Die achtjährige Katie Cannon verschwindet unter mysteriösen Umständen spurlos in Kairo. Acht Jahre später leben Katies Eltern Larissa und Charlie Cannon sowie ihre Geschwister wieder in den USA. Die leidvolle Ungewissheit hat ein Ende, als die Familie eine Nachricht aus Ägypten erreicht, laut der die vermisste Katie in einem antiken Sarkophag gefunden wurde und nach Hause zurückkehren soll. Aus dem freudigen Wiedersehen entwickelt sich jedoch schnell ein wahrer Albtraum für die Familie, denn die katatone Katie ist Trägerin eines dämonischen Erbes aus der ägyptischen Kultur.
Lee Cronin's The Mummy ist ein US-amerikanischer Horrorfilm von Lee Cronin aus dem Jahr 2026. Cronin wurde einst von Sam Raimi eigens dazu auserwählt, das Spin-off Evil Dead Rise (2023) innerhalb der Tanz-der-Teufel-Reihe zu inszenieren. Das nun vorliegende Werk versteht sich als Neuverfilmung von Karl Freunds Horrorklassiker Die Mumie (1932). Das Ehepaar Larissa und Charlie Cannon wird von Laia Costa und Jack Reynor, den ich aus Midsommar (2019) kenne, gespielt. Natalie Grace übernahm die Rolle der so genannten Mumie. Der Film ist insgesamt mit einem sehr internationalen Ensemble besetzt; wir sehen viele neue, frische Gesichter. James Wan und Jason Blum produzierten den Film, Stephen McKeon ist für die nervenaufreibende Filmmusik verantwortlich.

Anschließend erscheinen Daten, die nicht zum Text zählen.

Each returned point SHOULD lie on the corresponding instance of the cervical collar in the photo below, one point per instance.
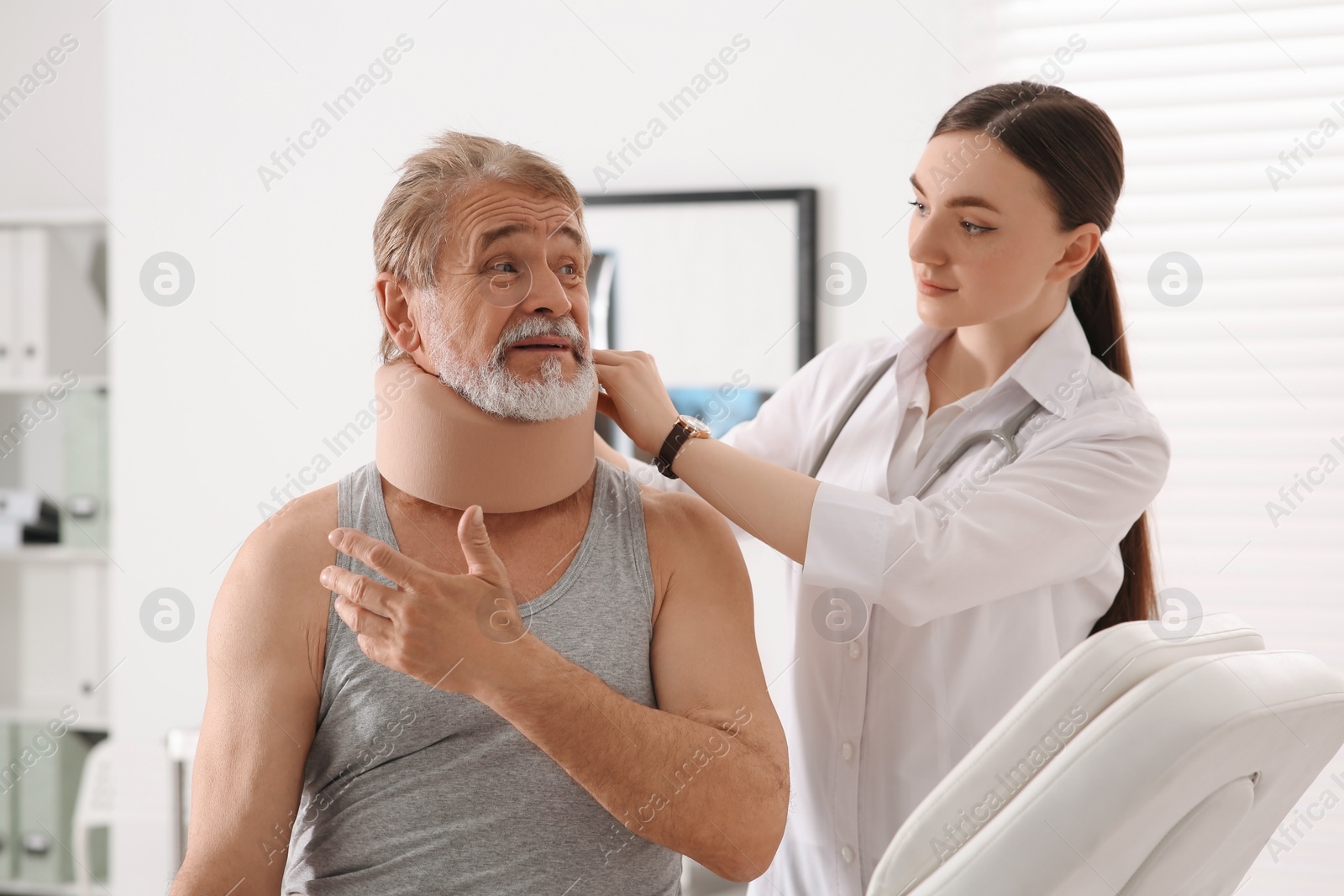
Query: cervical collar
(440, 448)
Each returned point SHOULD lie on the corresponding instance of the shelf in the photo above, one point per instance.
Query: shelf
(42, 715)
(87, 382)
(51, 553)
(34, 888)
(50, 217)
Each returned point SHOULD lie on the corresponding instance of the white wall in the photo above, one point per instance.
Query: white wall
(226, 396)
(51, 141)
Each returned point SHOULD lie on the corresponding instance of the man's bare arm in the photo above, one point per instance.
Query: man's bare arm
(706, 773)
(264, 654)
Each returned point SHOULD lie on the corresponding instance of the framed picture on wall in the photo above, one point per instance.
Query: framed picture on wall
(719, 286)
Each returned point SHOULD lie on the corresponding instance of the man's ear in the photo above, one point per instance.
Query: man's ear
(394, 309)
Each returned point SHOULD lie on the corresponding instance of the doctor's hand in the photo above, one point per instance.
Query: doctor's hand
(443, 629)
(635, 396)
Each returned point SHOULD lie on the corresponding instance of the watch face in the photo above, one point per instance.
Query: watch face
(696, 423)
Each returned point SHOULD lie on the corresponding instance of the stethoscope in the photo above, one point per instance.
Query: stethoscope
(1005, 434)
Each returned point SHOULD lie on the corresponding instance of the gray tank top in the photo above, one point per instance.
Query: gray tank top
(414, 790)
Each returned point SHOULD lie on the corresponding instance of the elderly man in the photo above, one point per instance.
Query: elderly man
(367, 728)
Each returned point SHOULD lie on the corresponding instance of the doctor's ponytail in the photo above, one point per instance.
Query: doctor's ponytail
(1075, 149)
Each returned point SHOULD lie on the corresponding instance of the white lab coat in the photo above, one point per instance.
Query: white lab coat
(974, 591)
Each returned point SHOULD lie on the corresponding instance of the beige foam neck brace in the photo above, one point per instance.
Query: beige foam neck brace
(440, 448)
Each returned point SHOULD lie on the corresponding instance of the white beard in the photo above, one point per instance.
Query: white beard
(497, 390)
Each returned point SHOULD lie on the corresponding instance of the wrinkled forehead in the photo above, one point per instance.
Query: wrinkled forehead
(494, 214)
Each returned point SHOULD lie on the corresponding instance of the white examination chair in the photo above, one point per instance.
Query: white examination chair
(1142, 765)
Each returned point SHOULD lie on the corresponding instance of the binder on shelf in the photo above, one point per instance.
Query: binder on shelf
(8, 300)
(53, 311)
(31, 305)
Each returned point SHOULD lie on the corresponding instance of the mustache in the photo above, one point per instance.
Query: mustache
(531, 327)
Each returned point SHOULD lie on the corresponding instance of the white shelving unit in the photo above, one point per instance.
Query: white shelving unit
(54, 658)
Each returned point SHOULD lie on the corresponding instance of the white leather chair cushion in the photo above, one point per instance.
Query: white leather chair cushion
(1173, 790)
(1075, 691)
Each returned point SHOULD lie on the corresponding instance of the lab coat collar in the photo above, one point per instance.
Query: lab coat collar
(1055, 365)
(1048, 371)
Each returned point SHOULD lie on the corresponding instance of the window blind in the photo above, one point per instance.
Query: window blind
(1233, 120)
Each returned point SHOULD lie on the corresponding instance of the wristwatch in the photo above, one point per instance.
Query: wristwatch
(685, 427)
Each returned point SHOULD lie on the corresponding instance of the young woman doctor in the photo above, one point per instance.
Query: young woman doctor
(965, 589)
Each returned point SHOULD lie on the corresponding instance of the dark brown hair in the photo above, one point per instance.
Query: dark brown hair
(1075, 149)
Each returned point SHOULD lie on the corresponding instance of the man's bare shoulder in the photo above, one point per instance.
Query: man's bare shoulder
(687, 537)
(272, 598)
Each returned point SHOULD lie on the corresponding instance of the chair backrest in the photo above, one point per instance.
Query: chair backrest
(1058, 707)
(1171, 792)
(94, 808)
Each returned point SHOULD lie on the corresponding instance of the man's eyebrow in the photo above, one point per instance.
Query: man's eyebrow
(961, 202)
(571, 233)
(492, 237)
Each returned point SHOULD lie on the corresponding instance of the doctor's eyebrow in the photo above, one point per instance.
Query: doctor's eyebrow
(961, 202)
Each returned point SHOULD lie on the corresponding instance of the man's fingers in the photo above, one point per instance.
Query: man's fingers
(480, 555)
(606, 406)
(362, 622)
(360, 590)
(376, 555)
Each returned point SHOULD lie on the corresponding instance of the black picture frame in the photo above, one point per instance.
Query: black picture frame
(806, 255)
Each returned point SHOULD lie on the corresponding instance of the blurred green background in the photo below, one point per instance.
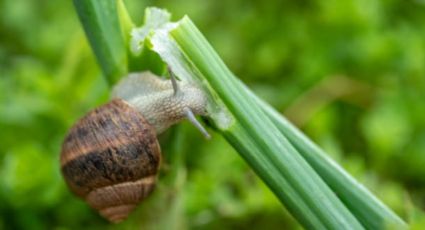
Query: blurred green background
(351, 74)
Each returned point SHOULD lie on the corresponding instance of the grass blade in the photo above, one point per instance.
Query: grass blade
(274, 157)
(102, 27)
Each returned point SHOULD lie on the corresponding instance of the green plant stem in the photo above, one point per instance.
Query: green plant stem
(372, 213)
(102, 27)
(274, 159)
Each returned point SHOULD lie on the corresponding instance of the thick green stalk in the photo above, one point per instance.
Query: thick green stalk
(274, 158)
(372, 213)
(101, 24)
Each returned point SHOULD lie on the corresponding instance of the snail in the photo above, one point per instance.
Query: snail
(111, 156)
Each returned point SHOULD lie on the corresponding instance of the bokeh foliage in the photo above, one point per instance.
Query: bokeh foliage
(351, 74)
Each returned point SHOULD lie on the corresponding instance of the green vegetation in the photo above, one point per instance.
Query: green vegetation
(351, 75)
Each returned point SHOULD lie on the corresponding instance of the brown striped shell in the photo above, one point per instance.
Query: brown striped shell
(110, 158)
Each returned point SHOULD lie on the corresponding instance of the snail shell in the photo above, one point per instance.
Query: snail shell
(110, 158)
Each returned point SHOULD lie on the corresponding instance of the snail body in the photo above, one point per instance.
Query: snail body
(111, 156)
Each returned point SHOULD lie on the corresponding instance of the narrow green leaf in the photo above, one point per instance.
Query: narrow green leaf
(101, 24)
(274, 157)
(372, 213)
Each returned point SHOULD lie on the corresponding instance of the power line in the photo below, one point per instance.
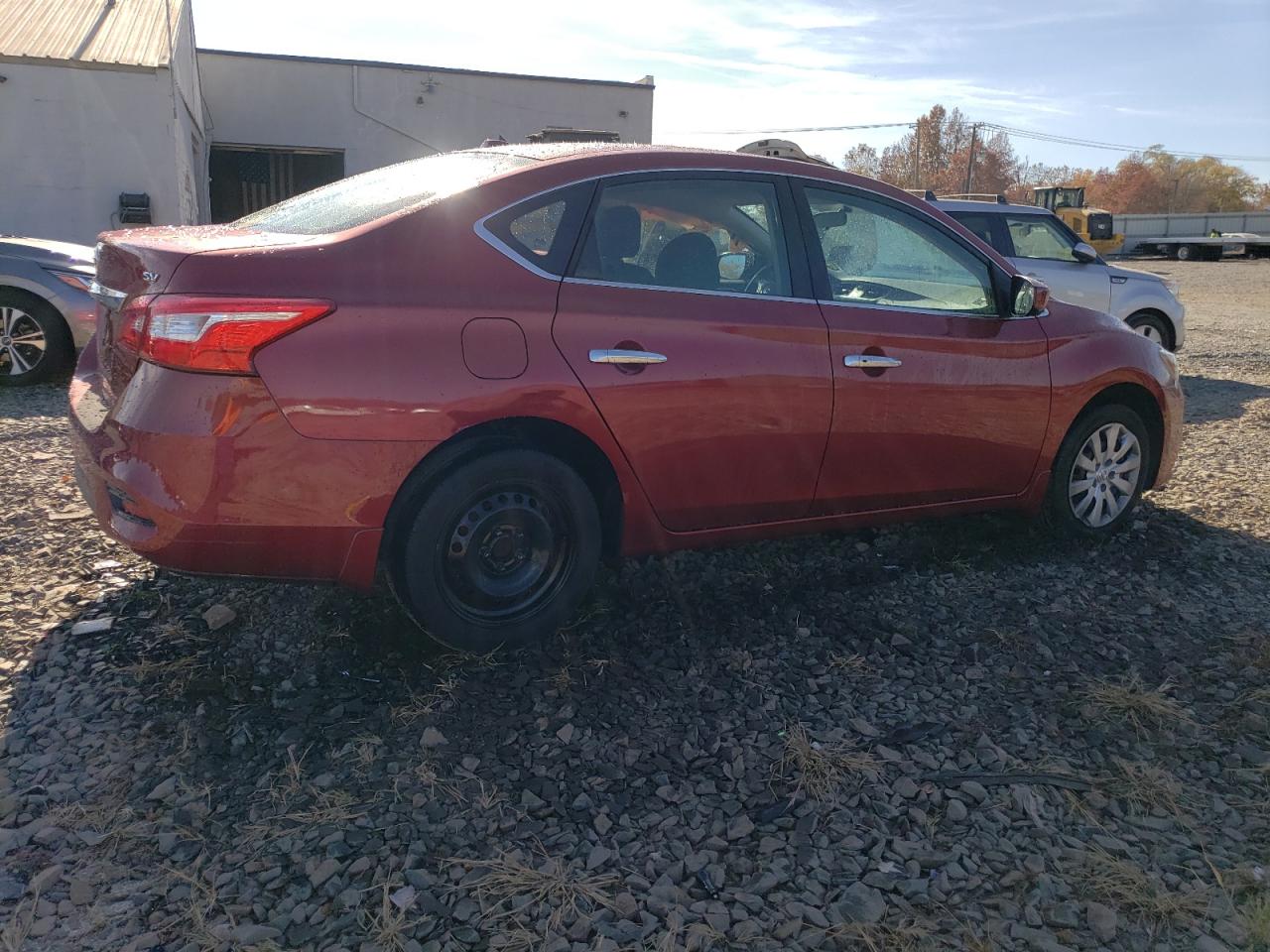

Um es gleich vorwegzunehmen: Lee Cronin's The Mummy hat außer ein paar Bandagen und einem Sarkophag nichts mit dem Mumiensubgenre zu tun, sondern ist vielmehr ein Dämonenfilm. Katie Cannon ist keine Untote, sondern sehr lebendig und bei bester physischer Gesundheit. Sie ist vielmehr von einem Dämon heimgesucht und zeigt alle klassischen Symptome einer Besessenheit, wie seltsame Geräuschäußerungen, eine unmenschliche Stimmlage, selbstverletzendes Verhalten, Gewaltaffinität, Appetit auf Insekten und Fäkalsprache. Statt altägyptischer Mythologie gibt es hier nur den gängigen christlich geprägten Dämonengrusel.
Irgendwo zwischen Der Exorzist (1973) und Lee Cronins Evil Dead Rise angesiedelt, ist diese vermeintliche Neuverfilmung eines Mumienfilmklassikers mit ihrem an manchen Stellen sehr konstruiert wirkenden Plot, einer ziemlich konventionellen Story, den obligatorischen Jump-Scares und der unverschämten Tonspur eher als typischer Horror-Standard zu bezeichnen. Der Film hat ein paar tolle Splatter- und Ekelszenen, gute Schauspieler und das Finale ist durchaus unterhaltsam, aber “atmosphärisch” oder “ästhetisch” sind Adjektive, die Lee Cronin's The Mummy nicht ferner stehen könnten.
Ich hatte mich sehr auf den Film gefreut, weil ich dachte, es ginge um Mumien und das alte Ägypten, bekam aber letztendlich nur schon tausendmal gesehene Besessenheitsdämonenaction im Stile der Evil-Dead-Reihe.